BrowserAnalysisManager owns the Chrome lifecycle, analysis queue, and the CDP pipeline. It runs on the main libuv event loop (where CDP must operate). Worker thread pool threads enqueue analysis requests via uv_async_send().

CDP Pipe Transport

Chrome DevTools Protocol communication happens over --remote-debugging-pipe (file descriptors 3 and 4), not over a WebSocket. Messages are null-byte delimited JSON-RPC. This avoids the overhead and port management of the WebSocket debugging protocol.

Design decisions:

  • Per-command uv_timer_t timeout (default 30s)
  • Large CDP messages (>64KB) parsed off the event loop via uv_queue_work()
  • CancelAll() on pipe EOF resolves all pending callbacks

How It Works

  1. The worker thread runs HtmlScanner::Scan() to extract page structure
  2. TemplateDetector::HashStructure() computes an FNV-1a hash of the DOM structure, identifying the page template
  3. LookupProfile() checks the cache for an existing OptimizationProfile for this template hash
  4. Profile found: browser-validated critical CSS and LCP data are used instead of heuristics
  5. No profile: EnqueueAnalysis() sends the request to the main event loop via uv_async_send()
  6. DrainQueue() dequeues items and runs the analysis pipeline across three viewports: Mobile (375x667), Tablet (768x1024), Desktop (1440x900)
  7. The resulting OptimizationProfile is stored in the cache with SentinelId::kBrowserProfile

CSS Cache Inlining

Before passing HTML to Chrome, the worker resolves <link rel="stylesheet"> tags against the Cyclone cache and injects <style> blocks into the HTML. This enables Chrome’s CSS Coverage API to compute real coverage percentages instead of returning 0% for external stylesheets.

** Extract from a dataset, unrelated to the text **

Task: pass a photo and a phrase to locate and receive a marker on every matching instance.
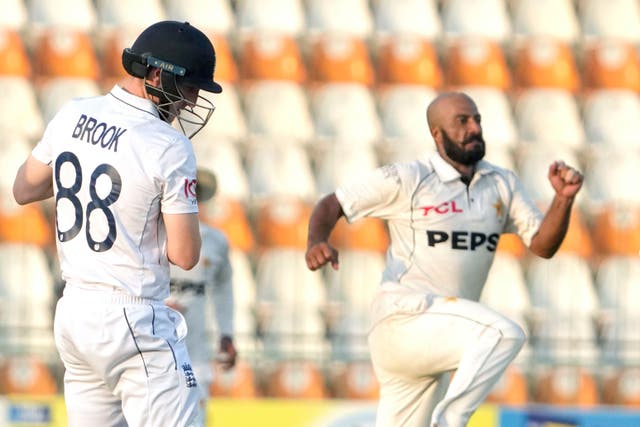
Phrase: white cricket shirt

Guards prevent abuse: 50 stylesheet cap, 2MB per-stylesheet cap, 10MB total HTML cap.

Analysis Components

ComponentPurpose
BrowserCssExtractorUses Chrome’s CSS Coverage API to identify which CSS rules are actually used on each viewport. Produces per-viewport critical CSS.
PageAnalyzerDetects the real LCP element, measures fold position, computes CLS, and reads rendered image dimensions.
UnusedCssRemoverTakes Coverage data and removes dead rules from stylesheets.
VisualRegressionGateCaptures before/after screenshots and compares them pixel-by-pixel. Blocks optimizations that cause visible regressions.
FontGlyphScannerScans the DOM with TreeWalker for code points used on the page. Maps them to @font-face declarations for future subsetting.
ScriptCoverageAnalyzerUses Chrome’s Profiler domain to measure JS code coverage. Identifies scripts safe to defer.

Script Coverage Analysis

When browser analysis is enabled, the ScriptCoverageAnalyzer component uses Chrome’s Profiler domain to measure JavaScript code coverage. This identifies scripts that are safe to defer, improving page load performance by reducing parser-blocking JavaScript.

How It Works

  1. The analyzer loads the page with JavaScript enabled (Profiler + Coverage APIs)
  2. Each external script’s coverage is measured during page load
  3. Scripts are classified into deferral categories based on coverage data and execution timing

Deferral Categories

CategoryDescription
kSafeToDeferScript has low main-thread impact; safe to add defer
kCandidateForAsyncScript is independent; could use async instead
kAlreadyAsyncScript already has async or defer attribute
kKeepSynchronousScript must execute synchronously (DOM-dependent, inline handlers)

SSRF Defense

Script analysis enables JavaScript execution in Chrome (required for accurate coverage measurement). The other three SSRF defense layers remain active: network offline mode, Fetch interception, and DNS-level blocking. Chrome cannot make outbound connections even with JavaScript enabled.

Configuration

FlagDefaultDescription
--no-browser-script-analysis(enabled)Disable script coverage analysis

Script analysis results feed into the optimization policy engine, which decides whether to enable script deferral for each URL template.

Optimization Policy

The optimization policy engine computes per-template decisions about optional HTML transforms based on browser analysis data. It runs after profile generation and stores the policy alongside the optimization profile in cache.

Policy Fields

FieldConditionDescription
async_css_enabledAvg CSS coverage < 50%Enable async loading for render-blocking stylesheets
script_deferral_enabledDeferrable scripts detectedEnable defer attribute on safe scripts

Stats Counters

CounterDescription
policy.computedTotal optimization policies computed
policy.async_css_enabledTimes async CSS was enabled by policy
policy.script_deferral_enabledTimes script deferral was enabled by policy

These counters appear in /v1/stats JSON, /v1/metrics Prometheus output, the management socket STATS command, and the web console metrics page.

Chrome Process Management

Lifecycle

  1. ChromeProcess::Start() spawns Chrome with headless flags and pipe transport
  2. CDP commands flow through CdpClient for page analysis
  3. After each page, IncrementPageCount() checks the recycle threshold
  4. At the recycle threshold, Stop() sends SIGTERM (then SIGKILL after 5s)
  5. A fresh Chrome process starts for the next batch

Launch Flags

Chrome is spawned with strict isolation flags:

  • --headless=new — new headless mode
  • --remote-debugging-pipe — FD 3/4 pipe transport
  • --disable-gpu — no GPU required
  • --no-sandbox — required in containers (Chrome must run with minimal container privileges)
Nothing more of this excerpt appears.